When a paper says "significant reduction in mortality," your brain reads "IMPORTANT reduction in mortality." But the paper might mean "a reduction we're confident isn't zero, even though it's only 0.1%." The word "significant" carries clinical weight it was never designed to bear.

Collision 2: "Level" Implies a Measured Quantity

In clinical medicine, "level" usually means a measured value: "serum creatinine level," "significance level." Students naturally interpret "level of significance" as "the AMOUNT of significance" — as if significance comes in quantities, like creatinine.

It doesn't. The "level" is not a measurement OF significance. It's the THRESHOLD FOR significance. It's the bar, not the jump.

"What is the level of significance of your study?" could mean:

"What α did you use?" (correct — asking about the threshold)
"How significant are your results?" (incorrect conflation — asking about the p-value or effect size)

Students commonly answer the second interpretation when asked the first.

Collision 3: α Is Chosen BEFORE, p Is Calculated AFTER

	α (Level of Significance)	p-value
When determined	BEFORE data collection	AFTER data analysis
Who chooses it	The researcher (convention: 0.05)	The data (calculated from the test)
What it represents	Maximum acceptable false positive rate	Actual probability of the observed result under H₀
Fixed or variable	Fixed for the study	Changes with each analysis

The confusion: Students use "significance level" and "p-value" interchangeably. They're not the same thing. α is the BAR. p is the JUMP. "Did the jump clear the bar?" is the question. The bar (α) doesn't change when you look at the jump (p). The jump (p) doesn't set the bar (α).
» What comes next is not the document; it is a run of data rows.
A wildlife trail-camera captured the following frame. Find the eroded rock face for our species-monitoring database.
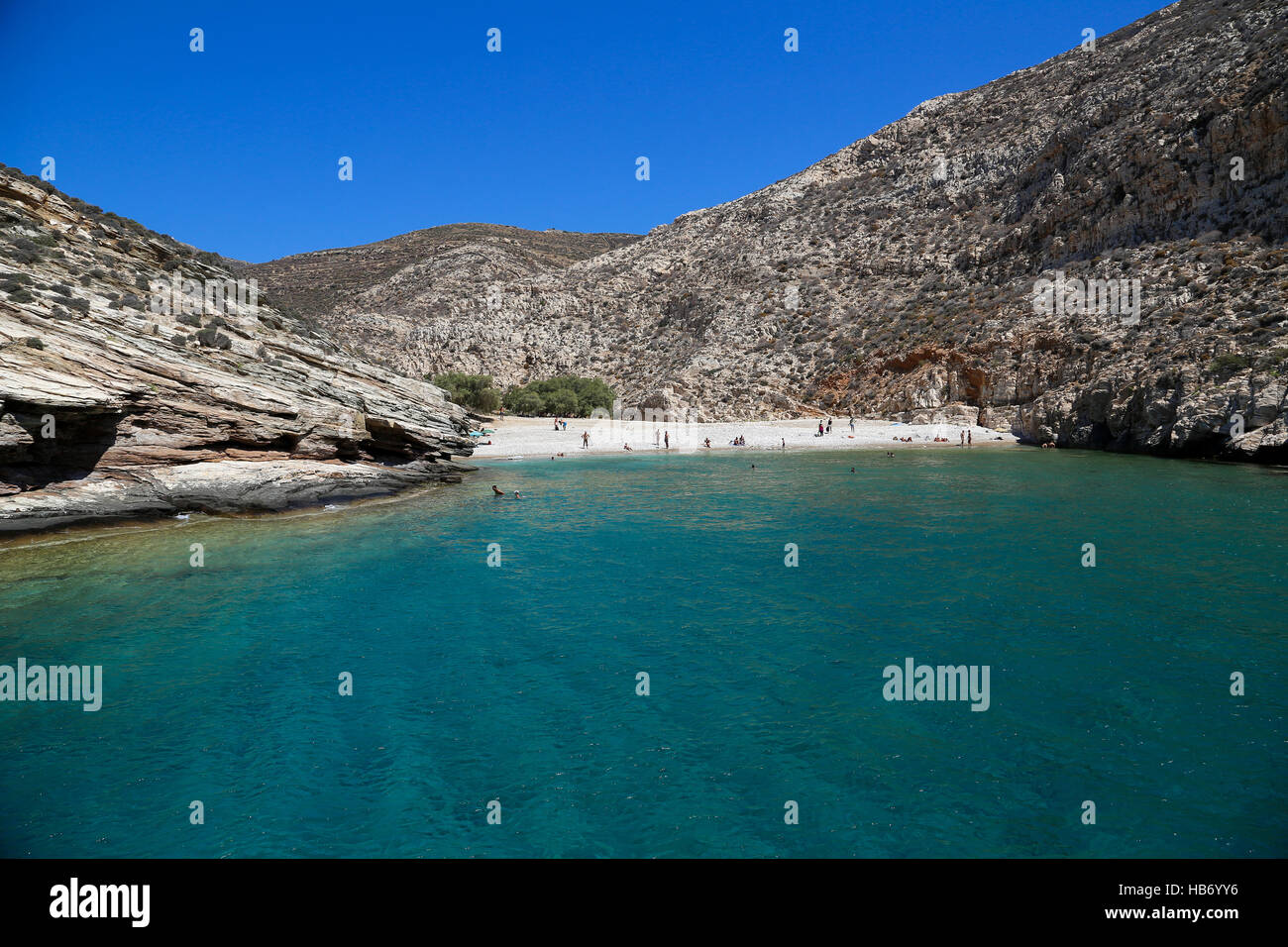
[252,0,1288,460]
[0,170,472,530]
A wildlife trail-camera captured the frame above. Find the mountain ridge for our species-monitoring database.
[252,0,1288,460]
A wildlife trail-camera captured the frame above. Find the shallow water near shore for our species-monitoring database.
[0,450,1288,857]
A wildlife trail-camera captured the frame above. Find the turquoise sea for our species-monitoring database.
[0,450,1288,857]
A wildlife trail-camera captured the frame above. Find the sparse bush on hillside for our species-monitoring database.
[425,371,501,411]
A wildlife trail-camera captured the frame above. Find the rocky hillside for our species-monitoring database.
[246,0,1288,460]
[241,224,639,368]
[0,166,472,531]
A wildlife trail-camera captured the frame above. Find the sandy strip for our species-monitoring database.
[474,417,1018,460]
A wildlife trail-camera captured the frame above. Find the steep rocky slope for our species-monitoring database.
[253,0,1288,460]
[238,224,639,374]
[0,168,472,530]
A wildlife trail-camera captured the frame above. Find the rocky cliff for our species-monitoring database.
[0,167,472,531]
[248,0,1288,460]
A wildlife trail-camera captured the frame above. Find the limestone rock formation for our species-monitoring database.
[0,168,472,530]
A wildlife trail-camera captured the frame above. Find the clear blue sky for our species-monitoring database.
[0,0,1163,262]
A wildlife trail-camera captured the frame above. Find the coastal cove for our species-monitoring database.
[0,451,1288,857]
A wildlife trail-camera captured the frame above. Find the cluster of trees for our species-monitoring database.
[429,371,614,417]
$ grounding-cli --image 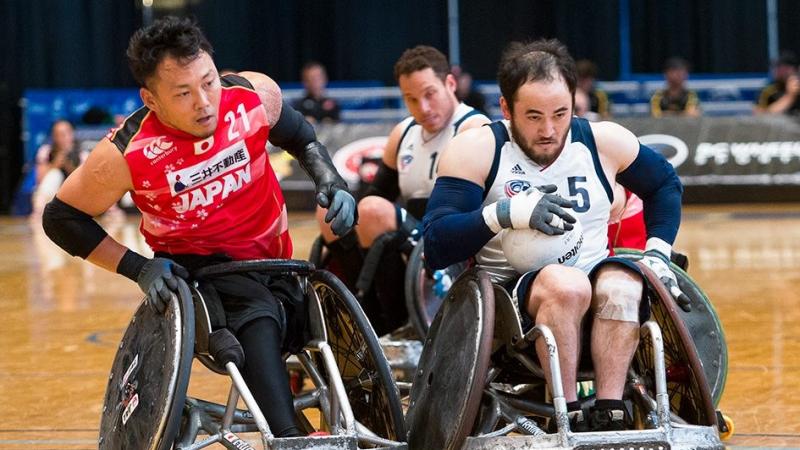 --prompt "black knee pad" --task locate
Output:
[325,231,364,291]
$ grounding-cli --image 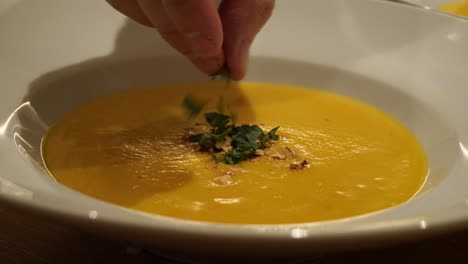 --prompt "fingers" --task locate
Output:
[219,0,275,80]
[137,0,224,74]
[106,0,153,27]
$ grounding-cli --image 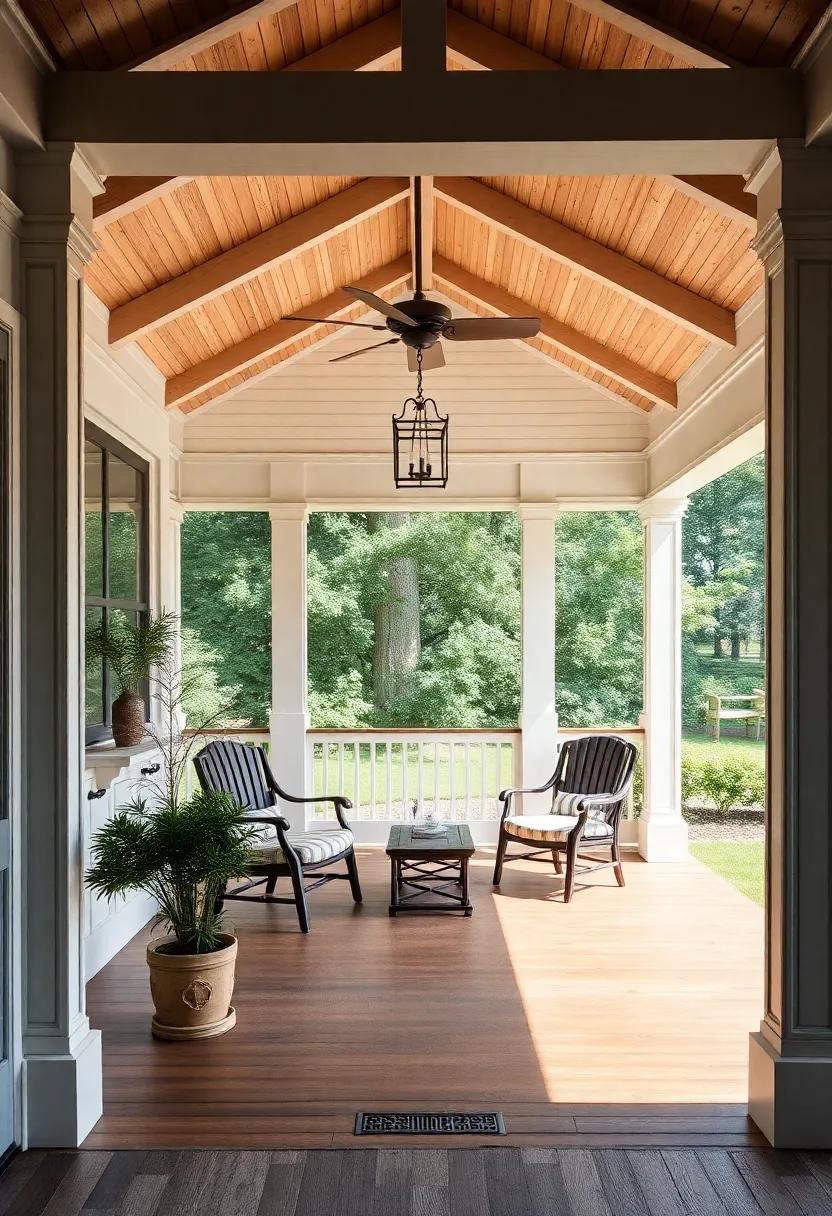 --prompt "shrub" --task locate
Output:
[681,753,765,812]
The Deeper History — Before Fisher

Word Surgery: "Significant" in Science Before Statistics

The word "significant" was used in science long before Fisher. Pierre-Simon Laplace (1749-1827) used the French significatif to describe results that were "meaningful" or "noteworthy" in his probability calculations.
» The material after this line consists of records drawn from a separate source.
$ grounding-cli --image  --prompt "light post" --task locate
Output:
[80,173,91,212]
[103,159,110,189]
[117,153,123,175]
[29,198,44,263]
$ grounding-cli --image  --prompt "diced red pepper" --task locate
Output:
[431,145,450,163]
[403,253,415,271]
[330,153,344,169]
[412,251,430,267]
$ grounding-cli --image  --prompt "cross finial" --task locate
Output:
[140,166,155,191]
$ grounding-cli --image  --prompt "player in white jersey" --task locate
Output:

Karl Pearson (1900) used "significant" in his chi-squared paper but without a fixed threshold. He meant: "the deviation is large enough to deserve attention."

William Gosset / "Student" (1908) used phrases like "the difference is significant" to mean "the difference appears real" in his brewery experiments.

Fisher formalised what was already an informal practice. Before Fisher, "significant" was a qualitative judgment by the researcher. Fisher made it quantitative by tying it to a probability threshold. The gain was standardisation. The loss was nuance.

The Bayesian Critique — Why "Level of Significance" Is Philosophically Incoherent

Thomas Bayes (1701-1761) and his intellectual descendants argue that the entire framework of significance testing is backwards.

The Bayesian objection:

What you want to know: "Given my data, what is the probability that the drug works?" → P(H₁ | data)

What the p-value tells you: "Given that the drug doesn't work (H₀), what is the probability of getting data this extreme?" → P(data | H₀)

These are not the same thing. The probability of the data given the hypothesis is NOT the probability of the hypothesis given the data. Confusing them is called the prosecutor's fallacy (or the transposition fallacy).

Word Surgery: "Prosecutor's Fallacy"

Why this name? Because prosecutors make this exact error in court:

"The probability of finding this DNA at the scene if the defendant is innocent is 1 in a million" (correct — this is like the p-value)
"Therefore, the probability that the defendant is innocent is 1 in a million" (WRONG — this transposes the conditional probability)

Similarly:

"The probability of seeing this data if H₀ is true is 0.03" (correct — this IS the p-value)
"Therefore, the probability that H₀ is true is 0.03" (WRONG — but this is how most people interpret p = 0.03)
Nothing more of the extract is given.